As is known on May 13, Zilingo’s creditors decided to recall their entire loan, which prompted the start-up to appoint a financial adviser to evaluate options to deal with the default. In a statement on the same day, Zilingo’s board said that “due to Zilingo’s failure to fulfil prior obligations under the loan agreement, the company’s lenders have made the decision to accelerate the repayment of the entire loan”.
“The investigation into allegations against Ankiti Bose, the CEO of Zilingo, is close to being finalised,” the Zilingo board had said in a statement on May 13.
“Ankiti will essentially get technical access to these warrants owned by both the venture debt firms, and she can also get the legal right to exercise this. The debt providers are wary of the fact that a replacement for Ankiti was not found even 45 days after her suspension with no outcome into the investigation yet. Hence, they have decided to recall the entire loan amount,” one of the sources quoted earlier said.
Zilingo and Indies Capital did not respond to emails seeking comments till the time of going to the press. Varde Partners declined to comment on the story.
Sources also said that Bose has already met with a few institutional investors and hedge funds based in Singapore and India to raise the $40 million required to buy back the warrants and to pay the remainder of the principal amount in full to Varde Partners and Indies Capital.

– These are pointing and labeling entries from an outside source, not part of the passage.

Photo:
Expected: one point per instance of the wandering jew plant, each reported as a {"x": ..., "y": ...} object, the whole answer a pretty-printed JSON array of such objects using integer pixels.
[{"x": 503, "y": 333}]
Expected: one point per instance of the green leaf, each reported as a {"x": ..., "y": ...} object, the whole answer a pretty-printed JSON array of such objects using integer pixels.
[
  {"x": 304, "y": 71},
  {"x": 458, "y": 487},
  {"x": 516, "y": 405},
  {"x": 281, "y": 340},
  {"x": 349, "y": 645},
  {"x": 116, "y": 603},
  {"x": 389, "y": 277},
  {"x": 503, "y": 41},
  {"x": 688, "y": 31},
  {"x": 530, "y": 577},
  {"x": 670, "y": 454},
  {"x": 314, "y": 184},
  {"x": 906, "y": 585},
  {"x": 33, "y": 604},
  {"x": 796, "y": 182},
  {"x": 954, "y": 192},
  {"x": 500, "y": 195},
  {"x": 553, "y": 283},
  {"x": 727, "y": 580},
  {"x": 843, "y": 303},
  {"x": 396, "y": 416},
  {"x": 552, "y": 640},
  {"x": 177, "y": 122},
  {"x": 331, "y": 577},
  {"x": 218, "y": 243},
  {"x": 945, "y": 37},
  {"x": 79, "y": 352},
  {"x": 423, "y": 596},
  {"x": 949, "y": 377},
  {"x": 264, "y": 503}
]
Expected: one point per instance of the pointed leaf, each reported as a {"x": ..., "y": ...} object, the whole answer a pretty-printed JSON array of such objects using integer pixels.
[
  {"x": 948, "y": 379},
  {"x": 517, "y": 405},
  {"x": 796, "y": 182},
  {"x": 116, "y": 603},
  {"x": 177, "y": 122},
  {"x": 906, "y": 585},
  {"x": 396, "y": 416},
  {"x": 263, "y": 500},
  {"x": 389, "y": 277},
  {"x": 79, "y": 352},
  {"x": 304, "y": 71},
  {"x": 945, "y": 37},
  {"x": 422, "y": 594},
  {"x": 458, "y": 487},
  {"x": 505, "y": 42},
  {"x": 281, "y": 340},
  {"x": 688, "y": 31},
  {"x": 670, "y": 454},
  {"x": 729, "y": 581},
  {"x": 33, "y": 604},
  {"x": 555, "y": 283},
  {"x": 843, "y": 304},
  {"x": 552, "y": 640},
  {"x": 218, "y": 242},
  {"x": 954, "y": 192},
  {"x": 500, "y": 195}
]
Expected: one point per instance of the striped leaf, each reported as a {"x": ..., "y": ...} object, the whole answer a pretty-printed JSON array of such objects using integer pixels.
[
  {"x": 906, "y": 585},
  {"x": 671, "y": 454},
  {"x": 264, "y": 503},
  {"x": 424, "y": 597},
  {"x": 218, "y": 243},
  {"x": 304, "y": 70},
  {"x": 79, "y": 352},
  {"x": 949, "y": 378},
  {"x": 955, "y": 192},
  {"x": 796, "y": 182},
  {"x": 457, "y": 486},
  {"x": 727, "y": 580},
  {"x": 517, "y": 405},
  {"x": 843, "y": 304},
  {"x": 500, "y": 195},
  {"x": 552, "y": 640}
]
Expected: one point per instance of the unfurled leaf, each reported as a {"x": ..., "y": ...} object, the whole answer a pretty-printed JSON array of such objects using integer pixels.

Currently, Bose owns around 8.3% of Zilingo.
“Technically in the US and in India, venture debt providers get the first preference when there are liquidity events or when there is an unforeseen shutdown. There have been instances of debt providers using distressed scenarios of companies to take over the company, but that all is only possible if it’s proven in court or legally that the company has no money left to service back the loans taken,” the investor said.
A loan recall event in the venture debt context as seen in the case of Zilingo, only happens as a last straw, when the lenders are convinced that the company is not in a position to repay the creditor or has no money left in the bank, the investor said.

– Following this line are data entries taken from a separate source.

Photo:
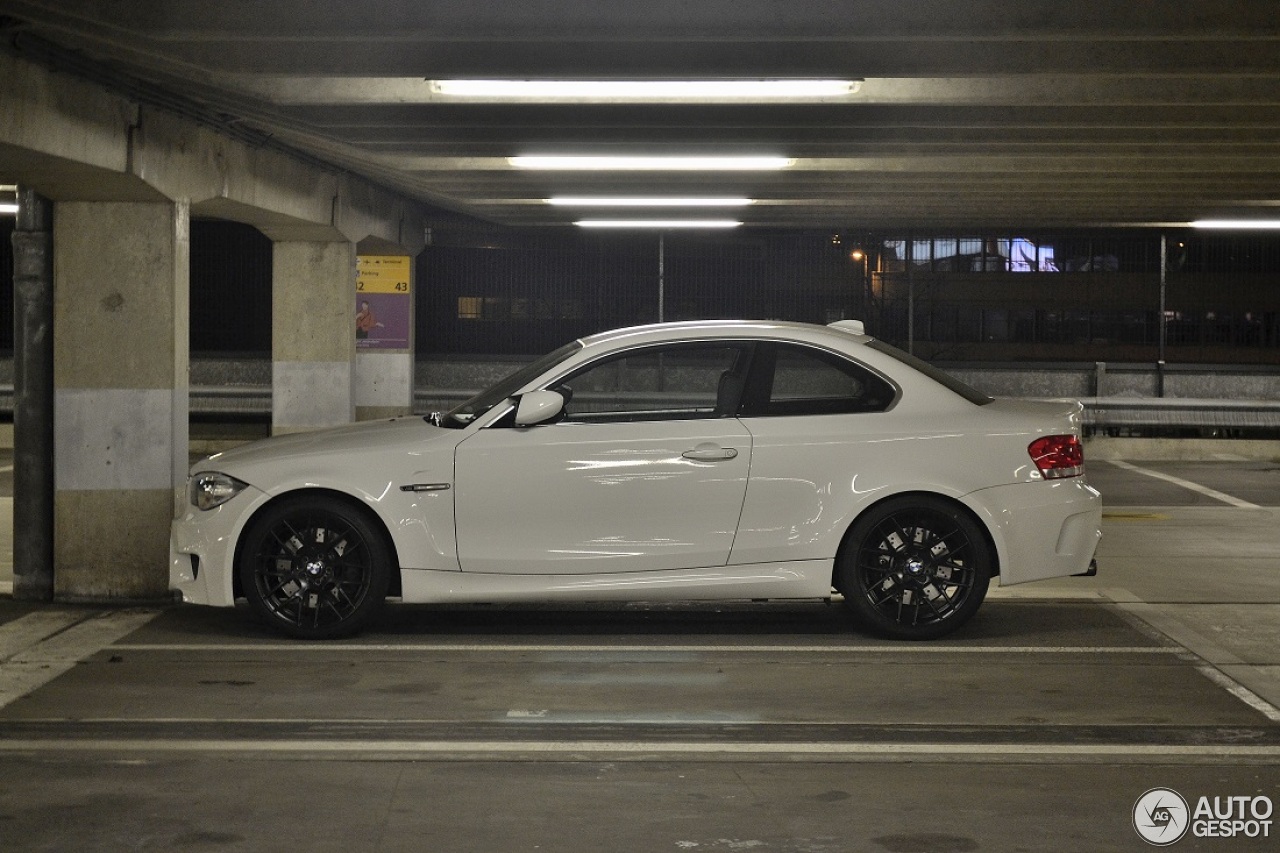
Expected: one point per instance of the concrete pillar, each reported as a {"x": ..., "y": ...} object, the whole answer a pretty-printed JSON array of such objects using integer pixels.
[
  {"x": 120, "y": 356},
  {"x": 33, "y": 398},
  {"x": 384, "y": 360},
  {"x": 312, "y": 334}
]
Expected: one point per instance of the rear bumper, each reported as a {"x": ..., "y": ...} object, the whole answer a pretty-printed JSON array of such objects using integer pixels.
[{"x": 1048, "y": 529}]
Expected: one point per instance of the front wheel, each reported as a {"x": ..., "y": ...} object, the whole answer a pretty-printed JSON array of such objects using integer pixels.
[
  {"x": 315, "y": 568},
  {"x": 914, "y": 568}
]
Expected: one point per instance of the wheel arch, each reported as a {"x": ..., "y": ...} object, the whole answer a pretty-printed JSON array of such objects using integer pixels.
[
  {"x": 996, "y": 550},
  {"x": 348, "y": 500}
]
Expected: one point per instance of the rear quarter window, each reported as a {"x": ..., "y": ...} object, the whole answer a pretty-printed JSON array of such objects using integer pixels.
[{"x": 940, "y": 377}]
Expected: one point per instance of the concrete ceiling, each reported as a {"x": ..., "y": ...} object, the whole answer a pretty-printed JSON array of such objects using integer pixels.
[{"x": 1031, "y": 114}]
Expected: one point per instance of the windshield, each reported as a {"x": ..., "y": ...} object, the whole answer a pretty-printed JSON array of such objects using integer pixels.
[
  {"x": 461, "y": 415},
  {"x": 940, "y": 377}
]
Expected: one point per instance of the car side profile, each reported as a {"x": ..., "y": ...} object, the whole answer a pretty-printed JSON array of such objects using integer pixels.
[{"x": 709, "y": 460}]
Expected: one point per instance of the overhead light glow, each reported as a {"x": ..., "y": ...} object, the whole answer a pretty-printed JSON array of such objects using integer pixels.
[
  {"x": 650, "y": 201},
  {"x": 644, "y": 163},
  {"x": 1240, "y": 224},
  {"x": 657, "y": 91},
  {"x": 658, "y": 223}
]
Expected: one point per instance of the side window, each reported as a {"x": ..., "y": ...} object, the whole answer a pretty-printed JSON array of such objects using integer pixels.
[
  {"x": 814, "y": 382},
  {"x": 657, "y": 383}
]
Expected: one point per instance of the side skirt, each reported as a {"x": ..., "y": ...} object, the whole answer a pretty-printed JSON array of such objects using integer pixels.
[{"x": 800, "y": 579}]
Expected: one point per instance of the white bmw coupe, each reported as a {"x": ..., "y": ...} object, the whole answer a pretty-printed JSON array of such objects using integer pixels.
[{"x": 712, "y": 460}]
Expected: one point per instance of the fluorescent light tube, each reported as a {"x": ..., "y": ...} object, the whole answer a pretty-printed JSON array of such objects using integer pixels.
[
  {"x": 606, "y": 91},
  {"x": 658, "y": 223},
  {"x": 613, "y": 163},
  {"x": 652, "y": 201},
  {"x": 1243, "y": 224}
]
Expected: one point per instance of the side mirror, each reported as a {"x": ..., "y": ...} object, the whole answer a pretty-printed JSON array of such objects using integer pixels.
[{"x": 538, "y": 407}]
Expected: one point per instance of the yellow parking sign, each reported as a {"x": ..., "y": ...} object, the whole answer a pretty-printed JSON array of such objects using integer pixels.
[{"x": 383, "y": 274}]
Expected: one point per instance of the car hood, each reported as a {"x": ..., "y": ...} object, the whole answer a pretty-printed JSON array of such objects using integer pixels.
[{"x": 408, "y": 433}]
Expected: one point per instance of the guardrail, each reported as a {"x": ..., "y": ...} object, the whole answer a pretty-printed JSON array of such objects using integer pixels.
[{"x": 1101, "y": 414}]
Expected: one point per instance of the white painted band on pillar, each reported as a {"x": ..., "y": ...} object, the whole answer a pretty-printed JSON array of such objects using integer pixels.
[
  {"x": 384, "y": 379},
  {"x": 311, "y": 393},
  {"x": 113, "y": 438}
]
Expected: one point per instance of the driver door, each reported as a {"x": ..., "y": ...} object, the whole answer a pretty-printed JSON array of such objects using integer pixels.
[{"x": 645, "y": 471}]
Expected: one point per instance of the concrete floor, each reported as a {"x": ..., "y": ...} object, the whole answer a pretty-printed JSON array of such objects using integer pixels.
[{"x": 752, "y": 726}]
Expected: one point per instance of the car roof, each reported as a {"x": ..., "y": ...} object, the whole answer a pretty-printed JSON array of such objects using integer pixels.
[{"x": 844, "y": 332}]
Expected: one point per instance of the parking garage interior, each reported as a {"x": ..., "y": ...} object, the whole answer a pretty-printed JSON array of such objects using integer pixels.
[{"x": 1045, "y": 200}]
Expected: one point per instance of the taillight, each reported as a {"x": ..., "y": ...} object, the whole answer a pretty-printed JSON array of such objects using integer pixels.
[{"x": 1057, "y": 456}]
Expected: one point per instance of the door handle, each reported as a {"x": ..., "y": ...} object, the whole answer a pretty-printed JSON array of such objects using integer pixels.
[{"x": 709, "y": 452}]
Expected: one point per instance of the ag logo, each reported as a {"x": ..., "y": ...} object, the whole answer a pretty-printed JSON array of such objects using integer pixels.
[{"x": 1161, "y": 816}]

“A recall means that the company has the right to recall the entire loan amount, extinguishing the quarterly payment structure. As per standard agreements, if the lender exercises the right to recall, the company has to pay the full outstanding amount in a 30-60 period and is only used as the last straw to recover their money,” the investor added.
Thirty-year-old Bose, who has been at the helm of the company since its inception in 2015, is facing allegations of financial irregularities, with the board accusing her of inflating revenues. In a statement in early April, Bose termed the board’s suspension and allegations against her as a “witch hunt” and refuted all the claims made by the board.
The B2B start-up, which offers a tech platform for fashion retailers to source wholesale supplies, has been one of the most celebrated start-ups to emerge from SEA geography. However, the start-up’s CEO has been kept under suspension currently, with the board launching a full-fledged audit into the accounting books, according to earlier reports.
Zilingo is one of Sequoia Capital India’s key investments in the South East Asia region, and the start-up entered the unicorn club when it raised a $226-million Series D round in April 2019.
The allegations against Bose emerged after the start-up began the internal process to raise $200 million in funding led by Goldman Sachs Group, which has now been discontinued. Last month, a source aware of these funding talks told FE that the start-up submitted all key financial statements for a due diligence process. The company currently has enough cash in the bank for the next 15-18 months, FE reported last month.